Social Security helps millions of seniors today keep up with their expenses and maintain a decent standard of living. And even though those benefits have been losing buying power for the past couple of decades, they're a crucial income source for retirees with limited savings.

But data released earlier this year paints a somewhat bleak picture about Social Security's future, and the gist of it is that an across-the-board reduction in benefits may be on the table in roughly 15 years. And that means one thing: Seniors who rely heavily on those benefits could be in trouble.

What's happening with Social Security?

Social Security gets its income from a few different sources -- payroll taxes, taxes on paid benefits, and investment revenue from its asset reserves. Any money that's not needed to pay immediate benefits goes into Social Security's trust funds, which can be tapped whenever the program faces a shortfall -- meaning, it owes more in benefits than it takes in. In the coming years, the program will need to dip into its trust funds as baby boomers exit the workforce at a faster pace than incoming workers.

Seated older man holding his face, with a serious look.


But according to the latest Social Security Trustees report, the program's trust funds are expected to run dry by 2035. At that point, seniors may be looking at a 20% reduction in scheduled benefits unless Congress manages to intervene with a fix.

Of course, the good news is that Social Security is by no means in danger of completely going away. But losing 20% of benefits could prove catastrophic for seniors who get the bulk of their retirement income from Social Security.

Prepare for future cuts -- even though they may not happen

Let's be clear: It's in lawmakers' best interest to address Social Security's future shortfall rather than let millions of seniors slip below the poverty line. But we can't assume that will happen, so if you're a senior who's heavily reliant on Social Security, start making some lifestyle changes that could, in time, allow you to survive a 20% hit on your benefits.

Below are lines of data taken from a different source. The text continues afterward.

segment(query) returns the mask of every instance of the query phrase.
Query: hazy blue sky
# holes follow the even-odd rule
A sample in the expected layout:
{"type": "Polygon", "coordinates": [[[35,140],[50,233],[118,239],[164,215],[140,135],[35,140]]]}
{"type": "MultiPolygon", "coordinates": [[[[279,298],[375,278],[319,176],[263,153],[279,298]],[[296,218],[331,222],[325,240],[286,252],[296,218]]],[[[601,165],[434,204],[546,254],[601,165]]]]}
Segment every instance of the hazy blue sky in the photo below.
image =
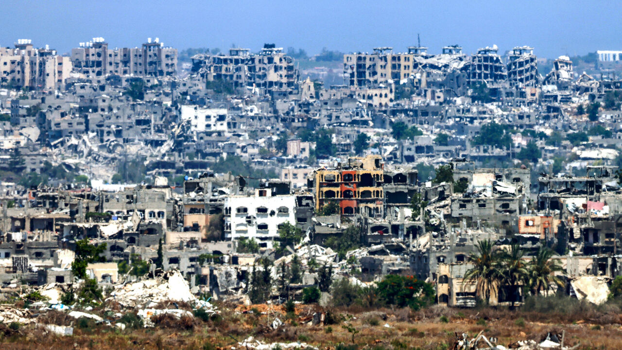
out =
{"type": "Polygon", "coordinates": [[[458,44],[465,53],[497,44],[499,53],[531,45],[539,56],[622,49],[622,1],[273,1],[2,0],[0,45],[31,39],[60,52],[103,37],[113,47],[147,37],[167,45],[258,50],[264,42],[343,52],[392,46],[417,34],[430,53],[458,44]]]}

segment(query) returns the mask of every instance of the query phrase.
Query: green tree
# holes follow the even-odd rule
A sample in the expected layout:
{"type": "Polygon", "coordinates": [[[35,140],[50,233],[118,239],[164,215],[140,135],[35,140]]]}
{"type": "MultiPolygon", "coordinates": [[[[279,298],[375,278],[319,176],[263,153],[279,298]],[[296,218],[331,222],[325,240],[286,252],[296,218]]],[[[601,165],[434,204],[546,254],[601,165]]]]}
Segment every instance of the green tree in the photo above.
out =
{"type": "Polygon", "coordinates": [[[555,157],[553,158],[553,175],[555,175],[564,169],[564,158],[562,157],[555,157]]]}
{"type": "Polygon", "coordinates": [[[361,246],[363,235],[361,227],[352,225],[341,232],[341,235],[333,236],[324,241],[324,245],[331,248],[339,255],[340,259],[345,259],[346,253],[361,246]]]}
{"type": "Polygon", "coordinates": [[[378,283],[377,292],[387,305],[399,308],[418,310],[434,302],[432,285],[412,276],[387,275],[378,283]]]}
{"type": "Polygon", "coordinates": [[[585,108],[583,106],[583,105],[579,105],[577,107],[577,115],[583,115],[585,114],[585,108]]]}
{"type": "Polygon", "coordinates": [[[617,276],[609,286],[609,298],[618,299],[622,296],[622,276],[617,276]]]}
{"type": "Polygon", "coordinates": [[[302,239],[302,230],[287,221],[281,225],[278,233],[278,242],[275,244],[275,253],[277,256],[285,255],[287,247],[293,249],[302,239]]]}
{"type": "Polygon", "coordinates": [[[317,303],[322,294],[315,286],[307,287],[302,290],[302,302],[305,304],[317,303]]]}
{"type": "Polygon", "coordinates": [[[354,141],[354,150],[357,154],[360,154],[369,148],[369,136],[365,133],[359,133],[356,140],[354,141]]]}
{"type": "Polygon", "coordinates": [[[120,184],[123,181],[123,177],[121,176],[121,174],[118,173],[115,173],[113,175],[113,178],[111,179],[110,182],[113,184],[120,184]]]}
{"type": "Polygon", "coordinates": [[[335,154],[337,148],[333,144],[333,131],[330,129],[320,129],[317,131],[315,139],[315,156],[325,159],[335,154]]]}
{"type": "Polygon", "coordinates": [[[477,294],[488,304],[501,277],[498,268],[499,255],[493,250],[493,242],[490,239],[480,240],[475,248],[477,252],[469,256],[473,267],[465,273],[463,283],[475,280],[477,294]]]}
{"type": "Polygon", "coordinates": [[[473,102],[489,103],[494,101],[490,97],[490,92],[486,83],[479,83],[471,85],[471,100],[473,102]]]}
{"type": "Polygon", "coordinates": [[[442,182],[453,182],[453,167],[452,164],[447,164],[442,165],[436,169],[436,177],[432,182],[435,184],[442,182]]]}
{"type": "Polygon", "coordinates": [[[335,281],[331,288],[331,305],[333,306],[350,306],[361,294],[361,288],[343,278],[335,281]]]}
{"type": "Polygon", "coordinates": [[[559,131],[553,131],[549,138],[544,141],[549,146],[559,146],[564,141],[564,137],[559,131]]]}
{"type": "Polygon", "coordinates": [[[318,210],[320,216],[327,216],[339,214],[339,204],[335,201],[328,201],[318,210]]]}
{"type": "Polygon", "coordinates": [[[564,286],[561,278],[555,276],[555,272],[563,272],[564,268],[557,261],[552,260],[554,252],[546,247],[541,245],[529,265],[529,285],[531,292],[534,295],[539,295],[541,291],[549,293],[552,285],[564,286]]]}
{"type": "Polygon", "coordinates": [[[248,297],[253,304],[265,303],[270,297],[272,291],[272,277],[270,276],[270,267],[272,262],[267,258],[262,258],[260,270],[257,268],[258,263],[253,265],[251,273],[251,283],[249,287],[248,297]]]}
{"type": "Polygon", "coordinates": [[[332,264],[324,265],[318,270],[318,279],[315,283],[320,289],[320,291],[328,291],[330,290],[330,285],[333,283],[333,265],[332,264]]]}
{"type": "Polygon", "coordinates": [[[610,138],[613,135],[611,130],[600,125],[592,126],[587,133],[590,136],[601,135],[605,138],[610,138]]]}
{"type": "Polygon", "coordinates": [[[145,99],[145,83],[140,78],[135,78],[125,90],[125,93],[134,101],[145,99]]]}
{"type": "Polygon", "coordinates": [[[76,241],[75,258],[72,263],[73,277],[83,280],[86,278],[86,267],[89,263],[106,261],[106,258],[101,256],[106,247],[105,243],[95,245],[90,244],[86,239],[76,241]]]}
{"type": "Polygon", "coordinates": [[[279,138],[274,143],[274,148],[281,154],[284,154],[287,152],[287,133],[282,132],[279,135],[279,138]]]}
{"type": "Polygon", "coordinates": [[[510,303],[514,308],[515,301],[519,298],[519,288],[525,284],[529,277],[527,263],[523,260],[524,252],[520,245],[513,244],[509,251],[501,253],[502,263],[499,267],[501,283],[509,287],[510,303]]]}
{"type": "Polygon", "coordinates": [[[284,261],[281,262],[281,265],[279,265],[279,281],[277,283],[279,294],[281,296],[287,295],[290,278],[289,268],[285,264],[284,261]]]}
{"type": "Polygon", "coordinates": [[[468,188],[468,180],[462,178],[453,182],[453,192],[456,193],[464,193],[468,188]]]}
{"type": "Polygon", "coordinates": [[[600,108],[600,102],[593,102],[588,105],[587,117],[590,121],[598,120],[598,110],[600,108]]]}
{"type": "Polygon", "coordinates": [[[157,257],[156,258],[156,268],[164,268],[164,253],[162,252],[162,239],[160,239],[157,242],[157,257]]]}
{"type": "Polygon", "coordinates": [[[447,146],[449,144],[449,135],[440,133],[434,138],[434,143],[439,146],[447,146]]]}
{"type": "Polygon", "coordinates": [[[566,134],[566,138],[568,141],[570,141],[573,146],[577,146],[583,142],[587,142],[590,141],[589,138],[587,137],[587,134],[583,131],[579,131],[578,133],[569,133],[566,134]]]}
{"type": "MultiPolygon", "coordinates": [[[[419,220],[421,218],[421,210],[425,210],[427,204],[427,201],[423,200],[421,193],[415,192],[412,195],[412,199],[411,200],[411,209],[412,209],[412,220],[415,221],[419,220]]],[[[427,216],[427,214],[424,215],[427,216]]]]}
{"type": "Polygon", "coordinates": [[[538,159],[542,156],[542,152],[536,143],[531,141],[527,146],[521,149],[521,151],[516,154],[516,158],[519,159],[527,159],[532,163],[537,163],[538,159]]]}
{"type": "Polygon", "coordinates": [[[423,131],[413,125],[409,128],[403,121],[397,121],[391,125],[391,135],[397,140],[411,139],[424,135],[423,131]]]}
{"type": "Polygon", "coordinates": [[[101,302],[103,299],[101,288],[94,278],[85,278],[78,290],[78,300],[83,305],[101,302]]]}
{"type": "Polygon", "coordinates": [[[512,138],[506,132],[509,126],[493,121],[481,126],[480,133],[473,138],[473,144],[488,144],[498,148],[509,149],[512,144],[512,138]]]}
{"type": "Polygon", "coordinates": [[[210,223],[207,225],[207,240],[216,242],[220,240],[225,230],[225,215],[222,214],[216,214],[210,218],[210,223]]]}

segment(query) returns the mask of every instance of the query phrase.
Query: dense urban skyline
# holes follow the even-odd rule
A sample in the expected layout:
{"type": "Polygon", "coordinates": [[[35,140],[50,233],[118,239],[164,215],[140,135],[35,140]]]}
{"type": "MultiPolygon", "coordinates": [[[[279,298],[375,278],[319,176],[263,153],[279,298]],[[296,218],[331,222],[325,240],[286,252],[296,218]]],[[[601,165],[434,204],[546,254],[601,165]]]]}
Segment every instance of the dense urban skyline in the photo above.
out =
{"type": "Polygon", "coordinates": [[[302,48],[309,54],[322,47],[342,52],[371,51],[391,46],[404,51],[422,44],[438,53],[459,44],[468,53],[496,44],[499,52],[529,45],[538,56],[583,55],[620,49],[621,3],[542,1],[522,3],[276,1],[193,3],[189,1],[91,2],[6,1],[0,13],[0,44],[18,39],[47,44],[68,52],[78,42],[103,37],[125,47],[159,37],[167,45],[227,49],[233,44],[253,50],[264,42],[302,48]],[[28,16],[24,16],[27,13],[28,16]],[[24,21],[28,25],[24,26],[24,21]]]}

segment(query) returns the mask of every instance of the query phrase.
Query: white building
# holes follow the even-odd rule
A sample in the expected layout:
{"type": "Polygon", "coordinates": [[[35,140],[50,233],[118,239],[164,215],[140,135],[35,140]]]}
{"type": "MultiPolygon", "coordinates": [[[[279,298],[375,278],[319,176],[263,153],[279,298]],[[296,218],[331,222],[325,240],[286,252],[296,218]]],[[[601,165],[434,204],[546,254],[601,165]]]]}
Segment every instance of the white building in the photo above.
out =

For one thing, get on a tighter budget. That may not be easy if you're living frugally already, but if you comb through your current expenses, there are probably a few you can cut to some degree. And if that's not possible, you may need to consider relocating to a different part of the country, where the cost of living is generally cheaper.

Remember, you get to take your existing Social Security benefit wherever you go, which means that if you currently receive $1,500 a month and live in an expensive state, that money might go further in a state where housing, goods, and services are cheaper. But if you're going to move, be careful -- there are 13 states that tax Social Security benefits, and if that's your primary income source, that's something you'll want to avoid.

Another option? Look into working part-time. You can consult in your former field, turn a hobby into a money-making opportunity, or even start your own business to generate income.

It's too soon to know whether Social Security will actually end up cutting benefits in the future. Your best bet for now, therefore, is to have a backup plan in case that happens.